Source code for city_scrapers_core.spiders.tribe

import json
from datetime import datetime
from typing import Dict, Iterable, List

import scrapy

from city_scrapers_core.constants import NOT_CLASSIFIED
from city_scrapers_core.items import Meeting
from city_scrapers_core.spiders import CityScrapersSpider


[docs]class EventsCalendarSpider(CityScrapersSpider):
    """Subclass of CityScrapersSpider that may be useful
    for WordPress sites with the Events Calendar plugin.
    Three additional things need to be implemented when subclassing:
        1. a categories dict
        2. _parse_location()
        3. _parse_links()"""

    @property
    def categories(self) -> Dict:
        """categories dict should be of the following format:
        categories = {
            BOARD: ["category-1", "category-2"],
            ..
        }"""
        raise NotImplementedError("Must assign categories field")

    def _parse_location(self, item: Dict) -> Dict:
        raise NotImplementedError("Must implement _parse_location")

    def _parse_links(self, item: Dict) -> List[Dict]:
        raise NotImplementedError("Must implement _parse_links")

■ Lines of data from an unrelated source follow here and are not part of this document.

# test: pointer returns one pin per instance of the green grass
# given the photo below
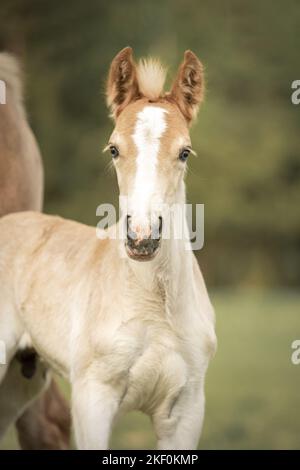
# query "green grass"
(252, 388)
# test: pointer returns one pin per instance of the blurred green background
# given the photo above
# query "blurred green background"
(247, 175)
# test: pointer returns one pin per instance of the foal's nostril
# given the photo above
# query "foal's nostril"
(130, 234)
(160, 225)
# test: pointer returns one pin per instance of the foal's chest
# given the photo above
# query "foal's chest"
(146, 362)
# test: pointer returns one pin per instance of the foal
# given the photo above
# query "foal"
(127, 334)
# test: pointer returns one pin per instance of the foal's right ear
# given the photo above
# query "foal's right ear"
(122, 84)
(188, 88)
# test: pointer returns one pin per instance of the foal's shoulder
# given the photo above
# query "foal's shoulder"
(36, 225)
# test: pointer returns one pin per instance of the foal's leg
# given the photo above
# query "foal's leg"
(94, 407)
(182, 428)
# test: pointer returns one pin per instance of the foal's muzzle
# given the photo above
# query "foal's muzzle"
(141, 246)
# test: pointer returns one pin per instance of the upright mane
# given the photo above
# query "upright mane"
(151, 77)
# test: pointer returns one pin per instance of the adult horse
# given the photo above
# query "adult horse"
(126, 319)
(42, 423)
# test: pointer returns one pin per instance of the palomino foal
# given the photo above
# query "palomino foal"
(127, 334)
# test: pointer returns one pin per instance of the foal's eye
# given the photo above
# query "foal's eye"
(113, 151)
(183, 155)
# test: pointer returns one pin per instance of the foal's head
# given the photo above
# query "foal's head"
(150, 142)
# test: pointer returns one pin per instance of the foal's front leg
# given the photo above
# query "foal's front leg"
(181, 429)
(94, 406)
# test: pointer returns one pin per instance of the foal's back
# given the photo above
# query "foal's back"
(21, 173)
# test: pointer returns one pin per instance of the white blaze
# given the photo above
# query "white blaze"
(149, 128)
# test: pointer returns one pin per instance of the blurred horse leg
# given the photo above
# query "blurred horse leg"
(45, 423)
(18, 391)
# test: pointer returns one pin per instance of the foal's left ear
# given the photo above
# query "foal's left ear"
(122, 84)
(188, 88)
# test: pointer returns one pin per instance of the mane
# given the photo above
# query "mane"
(151, 77)
(10, 73)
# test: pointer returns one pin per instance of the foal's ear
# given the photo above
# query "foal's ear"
(122, 84)
(188, 88)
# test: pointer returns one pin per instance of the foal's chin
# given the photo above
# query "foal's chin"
(137, 255)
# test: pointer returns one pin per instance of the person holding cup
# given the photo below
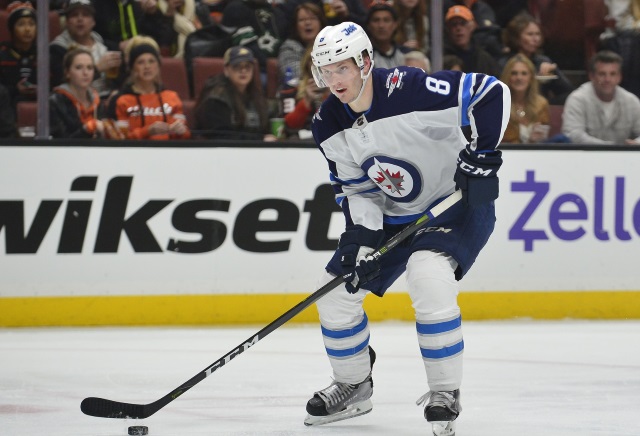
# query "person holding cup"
(231, 105)
(529, 119)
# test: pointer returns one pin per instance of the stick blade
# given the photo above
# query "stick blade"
(101, 408)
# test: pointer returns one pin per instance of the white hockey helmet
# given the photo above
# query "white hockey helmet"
(337, 43)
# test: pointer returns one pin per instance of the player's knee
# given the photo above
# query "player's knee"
(432, 284)
(339, 307)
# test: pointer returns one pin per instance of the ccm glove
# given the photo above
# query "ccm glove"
(476, 176)
(356, 245)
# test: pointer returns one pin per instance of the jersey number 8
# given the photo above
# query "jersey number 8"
(439, 86)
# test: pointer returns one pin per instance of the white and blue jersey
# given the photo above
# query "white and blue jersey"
(393, 162)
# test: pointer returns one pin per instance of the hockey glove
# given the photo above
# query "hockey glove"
(356, 244)
(476, 176)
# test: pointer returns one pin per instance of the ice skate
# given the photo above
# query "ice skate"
(340, 401)
(441, 411)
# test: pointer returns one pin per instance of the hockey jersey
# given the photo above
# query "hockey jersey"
(392, 162)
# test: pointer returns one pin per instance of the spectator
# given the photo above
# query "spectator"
(460, 27)
(529, 119)
(7, 117)
(309, 98)
(452, 62)
(231, 105)
(257, 25)
(413, 24)
(600, 111)
(417, 59)
(178, 20)
(117, 21)
(624, 38)
(524, 35)
(335, 11)
(308, 21)
(18, 56)
(74, 107)
(80, 21)
(382, 23)
(143, 108)
(487, 32)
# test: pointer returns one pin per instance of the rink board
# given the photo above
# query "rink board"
(154, 236)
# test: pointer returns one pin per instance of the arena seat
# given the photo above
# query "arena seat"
(27, 114)
(55, 27)
(555, 119)
(174, 76)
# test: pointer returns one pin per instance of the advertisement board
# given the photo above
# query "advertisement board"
(172, 221)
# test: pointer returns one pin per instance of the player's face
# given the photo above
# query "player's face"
(605, 78)
(530, 39)
(343, 79)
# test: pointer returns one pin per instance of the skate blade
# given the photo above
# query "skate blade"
(443, 428)
(361, 408)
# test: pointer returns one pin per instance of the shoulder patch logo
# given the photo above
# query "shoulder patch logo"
(394, 80)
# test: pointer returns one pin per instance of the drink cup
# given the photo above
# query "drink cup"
(277, 127)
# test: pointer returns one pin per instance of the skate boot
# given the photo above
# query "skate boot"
(441, 411)
(341, 401)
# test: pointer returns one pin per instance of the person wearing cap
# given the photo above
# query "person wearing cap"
(382, 23)
(80, 22)
(231, 104)
(460, 26)
(18, 56)
(144, 109)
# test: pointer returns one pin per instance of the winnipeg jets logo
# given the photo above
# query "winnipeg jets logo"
(392, 182)
(398, 179)
(394, 80)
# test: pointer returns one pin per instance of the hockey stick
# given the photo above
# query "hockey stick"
(103, 408)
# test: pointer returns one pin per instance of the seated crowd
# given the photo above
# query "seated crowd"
(106, 60)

    def parse(self, response: scrapy.http.Response) -> Iterable[scrapy.Request]:
        res = json.loads(response.text)
        for item in res["events"]:
            classification = self._parse_classification(item)
            if classification == NOT_CLASSIFIED:
                continue
            meeting = Meeting(
                title=item["title"],
                description=item["description"],
                classification=self._parse_classification(item),
                start=self._parse_start(item["start_date_details"]),
                end=self._parse_end(item["end_date_details"]),
                all_day=item["all_day"],
                time_notes="",
                location=self._parse_location(item),
                links=self._parse_links(item),
                source=self._parse_source(item),
            )

            meeting["status"] = self._get_status(meeting)
            meeting["id"] = self._get_id(meeting)

            yield meeting

        if "next_rest_url" in res:
            yield response.follow(res["next_rest_url"], callback=self.parse)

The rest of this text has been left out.